The BadThe biggest problem is that the Steam version of this game never seems to bloody work. The first time I played the game it was fine, but the second time (when I wrote my original review) the game would constantly crash for no apparent reason. Now that I have tried it a third time I got through the entire game, but the sound was downright horrible. The music was okay, but when characters talk it would often skip or repeat a word or just glitch out entirely. It was so annoying that I just read the subtitles before the characters could even start and then hit a button to skip through the dialogue.
There is one part in the game where you will suddenly need the Cobweb cleaner which up to that point was a mandatory item. I didn't buy any other items, but still I was short 400 arrowheads (currency) for the damn thing, so I had to go out of my way to grind myself silly for three hours. I really think this item could have been better implemented if they were going to make it mandatory for the later stages anyway.
The last level of the game is downright horrendous and totally unnecessary from a story, gameplay and graphical viewpoint. Without trying to spoil anything: You pretty much have to sit through one more level after a pretty climactic boss-fight, but this stage is so poorly designed and makes such a lot of use of fixed camera angles that I just call it void and stop. The villain is beaten, everything is back the way it should be and we have seen everything the game had to offer, so don't put out just another level for the sake of having it. I also hate how we already visited this place, so the design is not special anymore and how it doesn't use any tricks or challenges we haven't done before.
The entire story happens over the span of a single day, which doesn't make much sense to me. The second you start playing Raz has just arrived in the camp, yet he knows pretty much everything there is to know regarding basic information of the people around him (names, activities and so forth).

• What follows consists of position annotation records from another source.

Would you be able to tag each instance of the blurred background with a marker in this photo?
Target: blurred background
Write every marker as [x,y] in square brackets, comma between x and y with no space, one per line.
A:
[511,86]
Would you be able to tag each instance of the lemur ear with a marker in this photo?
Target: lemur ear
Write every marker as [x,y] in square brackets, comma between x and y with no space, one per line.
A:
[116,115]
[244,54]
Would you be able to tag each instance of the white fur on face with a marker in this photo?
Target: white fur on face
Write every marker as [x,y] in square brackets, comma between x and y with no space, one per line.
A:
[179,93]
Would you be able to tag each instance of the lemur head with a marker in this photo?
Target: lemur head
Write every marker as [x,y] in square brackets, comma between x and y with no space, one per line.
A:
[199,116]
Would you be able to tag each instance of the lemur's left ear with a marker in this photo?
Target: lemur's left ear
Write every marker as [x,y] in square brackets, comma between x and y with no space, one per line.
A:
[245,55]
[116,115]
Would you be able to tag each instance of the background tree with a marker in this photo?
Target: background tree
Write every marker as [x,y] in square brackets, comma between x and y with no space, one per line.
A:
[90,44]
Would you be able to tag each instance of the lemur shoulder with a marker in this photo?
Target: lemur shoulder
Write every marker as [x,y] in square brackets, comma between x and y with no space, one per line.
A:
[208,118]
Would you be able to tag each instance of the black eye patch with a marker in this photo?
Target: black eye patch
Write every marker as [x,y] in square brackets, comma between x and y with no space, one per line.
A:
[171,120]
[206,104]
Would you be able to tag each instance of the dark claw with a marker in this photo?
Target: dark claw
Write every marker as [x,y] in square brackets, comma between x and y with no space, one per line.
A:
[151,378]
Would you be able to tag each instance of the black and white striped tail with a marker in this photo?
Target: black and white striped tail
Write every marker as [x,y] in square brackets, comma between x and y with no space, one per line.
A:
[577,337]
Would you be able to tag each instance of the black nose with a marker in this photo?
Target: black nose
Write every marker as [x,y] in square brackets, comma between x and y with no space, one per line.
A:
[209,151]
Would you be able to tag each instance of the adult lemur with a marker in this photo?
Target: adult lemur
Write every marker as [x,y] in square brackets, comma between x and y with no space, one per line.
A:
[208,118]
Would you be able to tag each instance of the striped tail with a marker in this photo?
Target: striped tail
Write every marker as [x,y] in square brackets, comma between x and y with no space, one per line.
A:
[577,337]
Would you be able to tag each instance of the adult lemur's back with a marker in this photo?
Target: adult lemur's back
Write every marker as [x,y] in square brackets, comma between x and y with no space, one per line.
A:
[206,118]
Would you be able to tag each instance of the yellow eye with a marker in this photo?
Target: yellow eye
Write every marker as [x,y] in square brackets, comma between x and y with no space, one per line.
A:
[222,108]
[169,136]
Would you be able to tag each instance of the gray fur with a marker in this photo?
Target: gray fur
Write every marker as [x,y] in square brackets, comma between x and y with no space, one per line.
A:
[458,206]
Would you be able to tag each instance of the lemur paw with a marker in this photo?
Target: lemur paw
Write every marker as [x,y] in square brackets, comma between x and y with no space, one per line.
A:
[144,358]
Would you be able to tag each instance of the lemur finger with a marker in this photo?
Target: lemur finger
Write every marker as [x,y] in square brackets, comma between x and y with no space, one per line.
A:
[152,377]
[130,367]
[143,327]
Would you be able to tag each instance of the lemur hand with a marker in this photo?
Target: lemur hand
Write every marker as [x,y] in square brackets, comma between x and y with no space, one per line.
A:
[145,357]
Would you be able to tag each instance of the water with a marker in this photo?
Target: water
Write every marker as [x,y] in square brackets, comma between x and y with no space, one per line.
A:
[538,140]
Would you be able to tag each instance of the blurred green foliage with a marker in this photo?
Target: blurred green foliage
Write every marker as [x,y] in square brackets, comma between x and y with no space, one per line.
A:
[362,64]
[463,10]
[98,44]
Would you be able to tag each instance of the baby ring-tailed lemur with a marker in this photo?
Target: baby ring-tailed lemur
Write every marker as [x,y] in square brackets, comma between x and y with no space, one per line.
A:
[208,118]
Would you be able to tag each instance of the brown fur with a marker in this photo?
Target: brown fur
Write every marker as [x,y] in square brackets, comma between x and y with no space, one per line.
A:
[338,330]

Raz also goes from a complete newcomer to the greatest hero that has ever lived in just this one day and overall it just leaves me with the impression that even the developers noticed this was rather tight for the adventure they had intended. Which leaves the question: Why didn't you change this completely trivial matter? I also like how the teachers clearly state that Raz may not attend to camp activities, yet is order specifically to come to basic training at the beginning of the adventure.
The design of the characters doesn't really rub me up the right way and I doubt it will for anybody. When I first played the game's demo it took several weeks and a sale to finally get me to buy it just because of this fact. The characters don't really look very Human nor stylized enough to be cute and forgiven for this fact. Some characters have huge eyes, some faces are completely malformed and some characters look like they came from that old show: "Doug Funny" or whatever it was called.
The Bottom LinePsychonauts is definitely one of the better platforming games that came out after the Nintendo 64 era. The humor is clever, the gameplay is entertaining, the story is interesting and the design of the levels is simply beautiful. Get this game on any system other than PC and you can already scratch away my biggest complaint, but even then it doesn't matter that much because the game is overall very good.
I will say that Psychonauts is not as good as the old Nintendo 64 games, but it's still quite a nice game. If you are one of those people who believe games are art (like me), you are obligated to play this at least once. Younger people and people in their 30's will probably have fun with this as well, but the average shooter fan will probably get annoyed by the heavy-story and difficulty curve.